Theme 3: Fairness in TaxesLesson 4: Proportional Taxes
With a proportional or flat tax, each individual or household pays a fixed rate. For example, low-income taxpayers would pay 10 percent, middle-income taxpayers would pay 10 percent, and high-income taxpayers would pay 10 percent. The sales tax is an example of a proportional tax because all consumers, regardless of income, pay the same fixed rate.
Although individuals are taxed at the same rate, flat taxes can be considered regressive because a larger portion of income is taken from those with lower incomes.

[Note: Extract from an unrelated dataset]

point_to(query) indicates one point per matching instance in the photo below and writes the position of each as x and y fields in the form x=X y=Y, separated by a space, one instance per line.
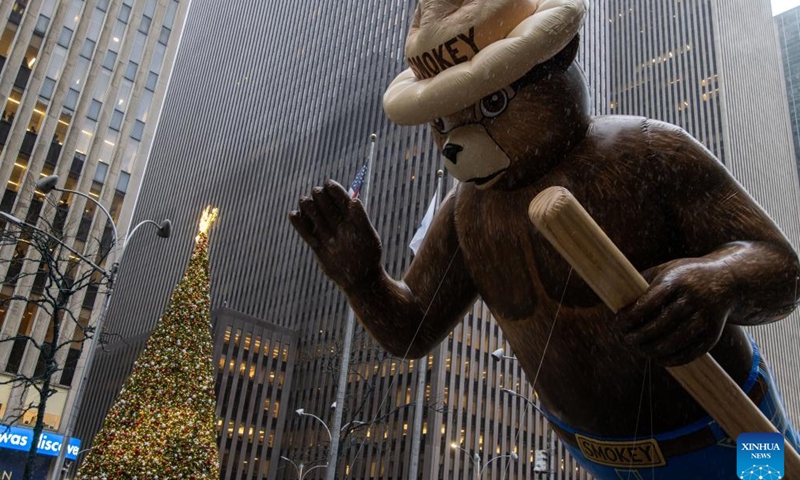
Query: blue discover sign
x=18 y=438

For example, a 6% sales tax on a $1,000 computer ($60) would take a greater portion of a $10,000 income than of a $50,000 income.
Activity 1: Proportional Taxes and You Find out how income is affected in a proportional tax system.
Activity 2: Comparing State and Local Retail Sales Taxes Learn more about state and local sales tax.
Complete the assessment page to check your understanding of Proportional Taxes.
What do all income levels have in common in a proportional tax?
Did You Know?
One of the world's oldest tax systems was proportional. In the days of the Old Testament, a "tithe" or tenth of a person's income was collected for religious purposes. The custom of tithing was continued by the Christian church and was the main funding for the many splendid cathedrals that were built in Europe.